Corsair Makr 75: Custom-Keyboard setzt auf Material und Konfigurationen
Auch Corsair betritt das Segment von Luxus-Tastaturen, die mehr haben als Gaming-Ambitionen. Die neue Makr 75 verspricht Individualität und einen aufwändigen Aufbau mit vielschichtiger Dämmung und DIY- sowie Custom-Ambitionen. Das hebt sie deutlich von den K-Serie-Tastaturen des Herstellers ab. Auch sonst ist die Makr 75 anders.
Die Makr 75 trägt alle Merkmale der gehobenen Klasse Tastaturen und nimmt deutliche Anleihen im Custom-Segment. Dazu gehört erstmals bei Corsair ein massives Vollaluminium-Gehäuse. Bei der K-Serie setzt das Unternehmen nur auf eine vergrößerte Switch Plate mit der dort nicht nur die Taster stabilisiert, sondern auch ein Kunststoff-Gehäuse abgedeckt wird.

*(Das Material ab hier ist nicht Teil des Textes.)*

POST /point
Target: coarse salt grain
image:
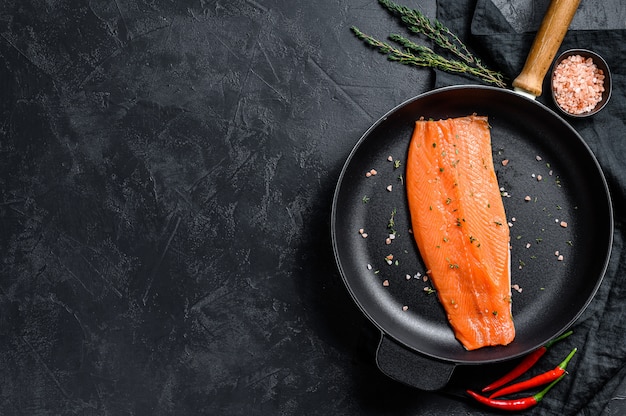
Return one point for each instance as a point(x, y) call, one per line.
point(577, 84)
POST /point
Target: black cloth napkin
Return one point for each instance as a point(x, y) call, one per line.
point(502, 36)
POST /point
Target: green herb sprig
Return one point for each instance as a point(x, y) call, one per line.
point(411, 53)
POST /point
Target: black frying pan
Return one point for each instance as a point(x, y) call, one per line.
point(572, 188)
point(417, 345)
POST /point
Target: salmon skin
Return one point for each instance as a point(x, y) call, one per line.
point(460, 227)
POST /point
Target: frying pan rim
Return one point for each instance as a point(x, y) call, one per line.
point(440, 91)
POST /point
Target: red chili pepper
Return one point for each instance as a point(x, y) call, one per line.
point(514, 404)
point(538, 380)
point(524, 365)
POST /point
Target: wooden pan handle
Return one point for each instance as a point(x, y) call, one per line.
point(547, 42)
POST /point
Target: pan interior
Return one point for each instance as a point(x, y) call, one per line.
point(568, 213)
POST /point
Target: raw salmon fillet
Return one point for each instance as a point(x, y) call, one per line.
point(460, 227)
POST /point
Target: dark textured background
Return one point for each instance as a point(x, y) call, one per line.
point(166, 176)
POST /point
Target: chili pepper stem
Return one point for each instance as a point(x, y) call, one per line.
point(539, 396)
point(524, 365)
point(538, 380)
point(557, 339)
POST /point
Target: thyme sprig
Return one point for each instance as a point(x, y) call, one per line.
point(410, 53)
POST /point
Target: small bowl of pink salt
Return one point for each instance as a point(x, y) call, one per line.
point(580, 83)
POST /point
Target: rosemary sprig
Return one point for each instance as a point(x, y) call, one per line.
point(422, 56)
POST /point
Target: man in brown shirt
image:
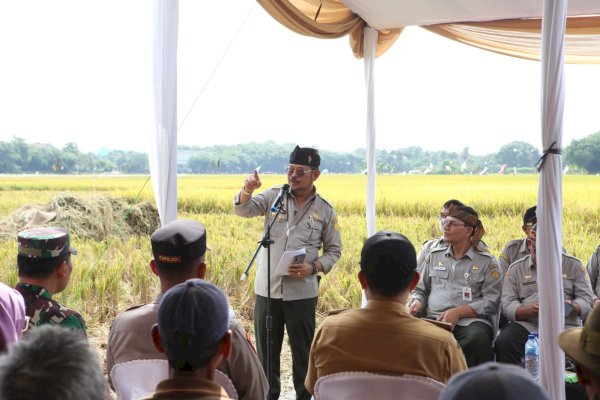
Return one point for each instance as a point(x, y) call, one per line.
point(384, 337)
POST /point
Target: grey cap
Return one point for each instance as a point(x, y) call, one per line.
point(179, 242)
point(495, 381)
point(192, 318)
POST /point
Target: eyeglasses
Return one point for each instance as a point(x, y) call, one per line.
point(298, 171)
point(452, 223)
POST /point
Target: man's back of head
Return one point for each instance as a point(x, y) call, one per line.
point(178, 248)
point(582, 345)
point(42, 250)
point(493, 381)
point(51, 363)
point(388, 263)
point(193, 319)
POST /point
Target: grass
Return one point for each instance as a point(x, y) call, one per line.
point(114, 275)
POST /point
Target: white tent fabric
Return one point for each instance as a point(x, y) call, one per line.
point(163, 152)
point(387, 14)
point(370, 43)
point(549, 212)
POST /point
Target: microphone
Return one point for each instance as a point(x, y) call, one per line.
point(279, 200)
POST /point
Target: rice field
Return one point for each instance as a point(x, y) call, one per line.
point(112, 275)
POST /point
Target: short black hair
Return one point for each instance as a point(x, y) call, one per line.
point(176, 271)
point(40, 267)
point(453, 202)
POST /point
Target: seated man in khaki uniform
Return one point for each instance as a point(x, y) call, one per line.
point(582, 345)
point(439, 241)
point(520, 301)
point(517, 249)
point(383, 337)
point(461, 285)
point(179, 254)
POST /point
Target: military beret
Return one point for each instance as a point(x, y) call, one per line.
point(305, 156)
point(46, 242)
point(179, 242)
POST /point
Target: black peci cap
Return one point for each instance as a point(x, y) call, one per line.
point(305, 156)
point(179, 242)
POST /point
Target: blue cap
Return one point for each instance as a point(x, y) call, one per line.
point(493, 381)
point(192, 318)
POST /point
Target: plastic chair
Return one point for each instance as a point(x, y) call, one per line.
point(138, 378)
point(368, 385)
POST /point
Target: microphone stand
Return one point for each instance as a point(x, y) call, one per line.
point(267, 242)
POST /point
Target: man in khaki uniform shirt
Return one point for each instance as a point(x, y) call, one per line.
point(592, 267)
point(517, 249)
point(179, 254)
point(431, 244)
point(461, 285)
point(520, 301)
point(307, 221)
point(383, 337)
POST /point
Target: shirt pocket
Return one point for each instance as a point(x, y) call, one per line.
point(439, 277)
point(569, 285)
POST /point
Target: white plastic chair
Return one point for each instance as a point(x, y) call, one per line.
point(138, 378)
point(367, 385)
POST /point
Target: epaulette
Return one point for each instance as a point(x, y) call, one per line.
point(134, 307)
point(324, 201)
point(438, 249)
point(484, 252)
point(567, 255)
point(337, 311)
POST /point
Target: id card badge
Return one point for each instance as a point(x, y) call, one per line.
point(467, 293)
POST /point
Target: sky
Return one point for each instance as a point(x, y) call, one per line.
point(81, 71)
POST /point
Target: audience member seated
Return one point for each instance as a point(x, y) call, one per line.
point(493, 381)
point(437, 242)
point(12, 316)
point(593, 266)
point(520, 301)
point(461, 285)
point(383, 337)
point(517, 249)
point(582, 345)
point(51, 363)
point(193, 318)
point(45, 268)
point(179, 254)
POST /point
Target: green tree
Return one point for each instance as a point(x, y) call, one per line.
point(518, 154)
point(584, 153)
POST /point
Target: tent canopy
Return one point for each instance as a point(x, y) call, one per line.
point(390, 14)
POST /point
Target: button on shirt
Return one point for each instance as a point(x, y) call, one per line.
point(520, 288)
point(312, 226)
point(445, 279)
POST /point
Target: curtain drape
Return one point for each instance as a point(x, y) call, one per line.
point(163, 151)
point(549, 212)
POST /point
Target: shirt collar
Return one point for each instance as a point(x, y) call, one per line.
point(35, 289)
point(470, 253)
point(387, 305)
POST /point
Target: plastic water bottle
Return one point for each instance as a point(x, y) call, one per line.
point(532, 357)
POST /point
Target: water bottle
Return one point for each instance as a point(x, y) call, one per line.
point(532, 357)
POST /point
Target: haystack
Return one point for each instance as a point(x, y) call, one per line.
point(96, 217)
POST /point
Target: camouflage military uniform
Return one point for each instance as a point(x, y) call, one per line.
point(41, 309)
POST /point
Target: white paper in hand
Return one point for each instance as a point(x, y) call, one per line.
point(288, 258)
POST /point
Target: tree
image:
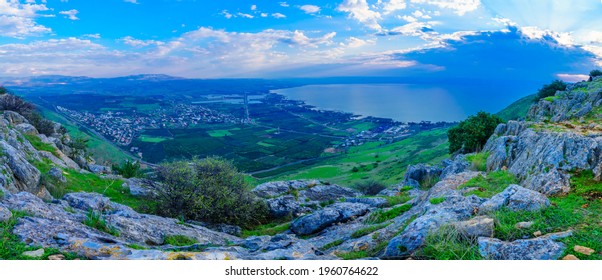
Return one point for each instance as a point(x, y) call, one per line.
point(128, 169)
point(471, 134)
point(551, 89)
point(209, 190)
point(594, 73)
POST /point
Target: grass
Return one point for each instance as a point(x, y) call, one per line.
point(381, 216)
point(269, 229)
point(179, 240)
point(11, 248)
point(518, 109)
point(332, 244)
point(490, 185)
point(367, 230)
point(437, 200)
point(448, 244)
point(424, 147)
point(478, 161)
point(97, 221)
point(398, 199)
point(579, 211)
point(37, 143)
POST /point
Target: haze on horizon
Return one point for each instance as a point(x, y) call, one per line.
point(508, 40)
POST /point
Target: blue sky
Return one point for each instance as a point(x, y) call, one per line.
point(513, 40)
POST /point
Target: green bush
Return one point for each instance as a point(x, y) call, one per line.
point(594, 73)
point(472, 134)
point(210, 190)
point(370, 187)
point(551, 89)
point(128, 169)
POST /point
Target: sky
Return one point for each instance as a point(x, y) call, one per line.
point(488, 39)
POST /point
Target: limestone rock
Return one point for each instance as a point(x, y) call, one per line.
point(319, 220)
point(481, 226)
point(34, 254)
point(5, 214)
point(523, 249)
point(583, 250)
point(515, 198)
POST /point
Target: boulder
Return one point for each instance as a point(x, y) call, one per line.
point(515, 198)
point(5, 214)
point(286, 206)
point(541, 248)
point(57, 174)
point(481, 226)
point(321, 219)
point(421, 173)
point(27, 129)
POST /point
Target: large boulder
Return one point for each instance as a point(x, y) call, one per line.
point(542, 248)
point(28, 177)
point(319, 220)
point(515, 198)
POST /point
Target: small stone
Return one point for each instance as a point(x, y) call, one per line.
point(523, 225)
point(570, 258)
point(57, 257)
point(34, 254)
point(583, 250)
point(5, 214)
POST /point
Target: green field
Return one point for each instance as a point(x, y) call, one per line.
point(102, 151)
point(153, 139)
point(382, 162)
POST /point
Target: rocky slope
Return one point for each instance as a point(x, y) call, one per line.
point(526, 203)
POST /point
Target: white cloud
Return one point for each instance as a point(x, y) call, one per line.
point(460, 7)
point(130, 41)
point(394, 5)
point(572, 78)
point(18, 20)
point(360, 11)
point(310, 9)
point(245, 15)
point(71, 14)
point(353, 42)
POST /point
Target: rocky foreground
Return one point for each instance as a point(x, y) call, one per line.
point(562, 138)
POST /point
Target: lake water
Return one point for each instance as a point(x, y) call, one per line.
point(408, 102)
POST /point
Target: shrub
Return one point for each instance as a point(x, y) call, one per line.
point(370, 187)
point(594, 73)
point(128, 169)
point(209, 190)
point(472, 134)
point(551, 89)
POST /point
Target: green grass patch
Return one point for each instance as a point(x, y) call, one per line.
point(179, 240)
point(332, 244)
point(490, 185)
point(381, 216)
point(367, 230)
point(269, 229)
point(37, 143)
point(152, 139)
point(478, 161)
point(11, 248)
point(219, 133)
point(448, 244)
point(398, 199)
point(437, 200)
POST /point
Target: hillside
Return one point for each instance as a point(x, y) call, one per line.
point(532, 193)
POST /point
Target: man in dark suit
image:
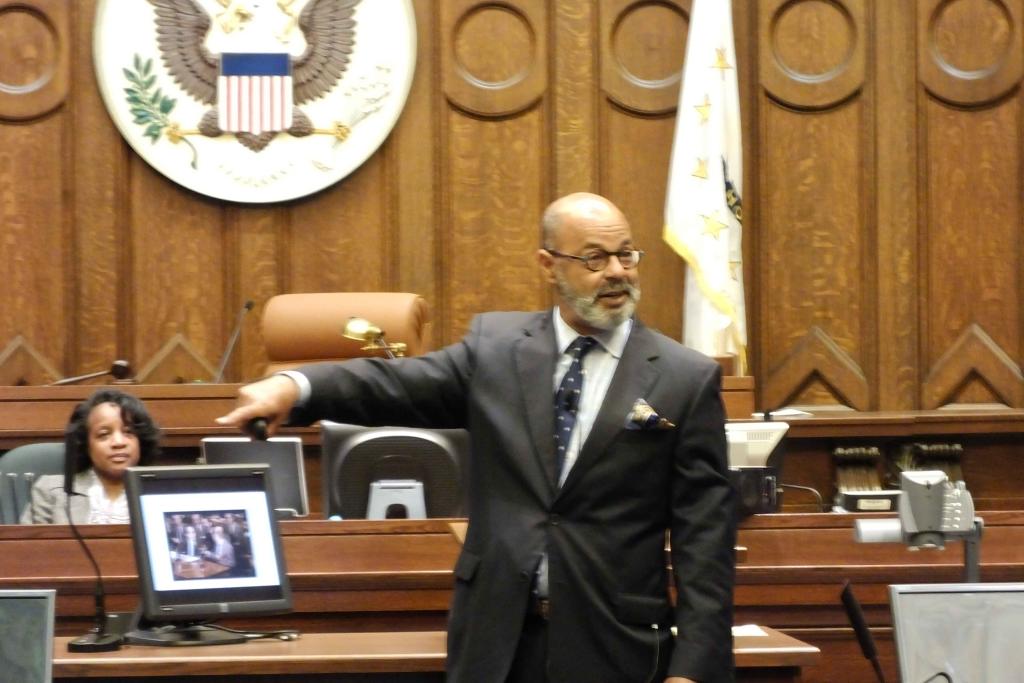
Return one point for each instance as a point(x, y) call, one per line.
point(562, 575)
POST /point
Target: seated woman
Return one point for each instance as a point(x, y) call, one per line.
point(107, 433)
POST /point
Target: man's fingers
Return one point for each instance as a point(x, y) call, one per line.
point(238, 417)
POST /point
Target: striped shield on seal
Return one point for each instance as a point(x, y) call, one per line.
point(254, 92)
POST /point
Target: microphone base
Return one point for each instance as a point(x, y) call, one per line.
point(113, 639)
point(96, 642)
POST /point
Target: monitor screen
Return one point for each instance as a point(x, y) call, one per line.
point(958, 632)
point(754, 443)
point(283, 454)
point(382, 472)
point(206, 543)
point(27, 635)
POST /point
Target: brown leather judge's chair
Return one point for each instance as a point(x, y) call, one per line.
point(306, 328)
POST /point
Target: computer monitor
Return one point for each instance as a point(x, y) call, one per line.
point(755, 455)
point(391, 472)
point(283, 454)
point(207, 547)
point(958, 632)
point(755, 443)
point(27, 635)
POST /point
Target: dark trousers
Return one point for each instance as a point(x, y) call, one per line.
point(529, 663)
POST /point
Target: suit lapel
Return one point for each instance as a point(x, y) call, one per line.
point(535, 360)
point(634, 377)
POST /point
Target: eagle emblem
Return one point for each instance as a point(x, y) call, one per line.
point(263, 77)
point(256, 94)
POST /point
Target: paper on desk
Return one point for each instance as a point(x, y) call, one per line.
point(748, 630)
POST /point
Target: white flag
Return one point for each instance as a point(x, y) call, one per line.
point(702, 210)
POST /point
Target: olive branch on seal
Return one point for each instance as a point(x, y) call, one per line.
point(151, 108)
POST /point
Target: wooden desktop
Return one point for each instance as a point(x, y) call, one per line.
point(408, 656)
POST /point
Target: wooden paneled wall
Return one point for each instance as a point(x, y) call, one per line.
point(883, 194)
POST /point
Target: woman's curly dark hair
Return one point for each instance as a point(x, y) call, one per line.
point(132, 413)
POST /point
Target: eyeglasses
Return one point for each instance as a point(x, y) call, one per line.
point(598, 260)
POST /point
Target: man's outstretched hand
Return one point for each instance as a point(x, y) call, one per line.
point(270, 398)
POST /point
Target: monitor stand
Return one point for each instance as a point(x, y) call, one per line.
point(143, 632)
point(388, 496)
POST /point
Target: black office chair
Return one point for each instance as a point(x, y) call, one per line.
point(19, 468)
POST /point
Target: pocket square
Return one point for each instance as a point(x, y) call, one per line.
point(643, 417)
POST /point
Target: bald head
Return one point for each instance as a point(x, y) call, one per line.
point(579, 207)
point(589, 258)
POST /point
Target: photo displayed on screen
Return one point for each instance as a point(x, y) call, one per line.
point(208, 545)
point(199, 541)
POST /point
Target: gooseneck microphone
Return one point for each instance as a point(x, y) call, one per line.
point(99, 639)
point(246, 307)
point(856, 616)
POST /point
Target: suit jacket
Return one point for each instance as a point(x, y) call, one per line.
point(604, 529)
point(48, 504)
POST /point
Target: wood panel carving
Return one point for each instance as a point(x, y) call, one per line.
point(34, 57)
point(974, 358)
point(818, 359)
point(816, 51)
point(970, 56)
point(970, 52)
point(495, 54)
point(814, 265)
point(642, 49)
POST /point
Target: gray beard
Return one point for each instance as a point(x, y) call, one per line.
point(591, 311)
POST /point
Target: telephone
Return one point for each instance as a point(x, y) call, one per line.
point(932, 508)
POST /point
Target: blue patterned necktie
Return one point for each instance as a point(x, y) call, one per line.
point(567, 400)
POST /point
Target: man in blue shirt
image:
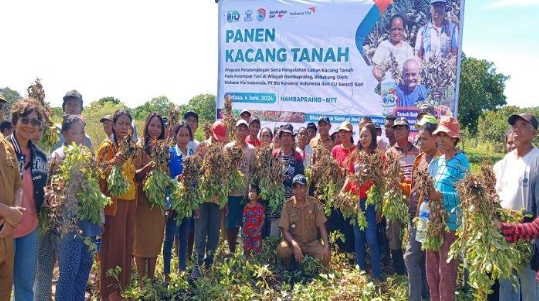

Im Gehäuse finden sich acht Materialschichten, die nicht nur Dämmen, sondern die Akustik formen sollen. Diese Aufgabe hat etwa die PET-Folie. Sie reduziert Resonanzen und lässt den Anschlag etwas prägnanter werden. Eine ähnliche Rolle hat die FR4-Switch-Plate. Hier spricht Corsair von Austauschmöglichkeiten, was auf Wahloptionen hindeutet.
Das Anpassen des Akustikprofils durch Wechsel oder Entfernen der Dämmstoffe wird bei der Makr 75 bereits mitgedacht; die Anleitung* verrät wie sich die Tastatur öffnen lässt. Dabei müssen allerdings mehr Schrauben gelöst werden als bei der Konkurrenz. Monsgeek etwa kommt bei der M1 V5 (Test) ganz ohne Werkzeug aus, Glorious hält die GMMK3 Pro mit nur vier Schrauben zusammen.
Viele Wahloptionen
Darüber hinaus kann die Tastatur in einem Konfigurator mit verschiedenen Arten von Tastenkappen bestückt werden. Darunter sind einfarbige, aber auch knallbunte Versionen, die man schon aus Corsairs Custom Labs kennt. Das Unternehmen macht sich so das Know-How nach der Übernahme von Drop.com zu nutze. Neu ist das Konzept nicht: Glorious ging damit schon im vergangenen Herbst mit der GMMK 3 Pro (Test) an den Start.
„Custom“ ist auch der programmierbare Drehregler. Er kann durch ein kleines 1,3 Zoll großes Display ersetzt werden. Ähnlich verhält es sich auch mit dem Übertragungsmodus. Corsair spricht von einem „Wireless-Modul“, das nachgerüstet werden kann und damit optional ist. Es verspricht ohne Beleuchtung eine maximale Laufzeit von 172 Stunden im Bluetooth-Modus – also geringer Polling Rate – und nur mit dem Drehregler. Auch das Display wird den Stromverbrauch in die Höhe treiben.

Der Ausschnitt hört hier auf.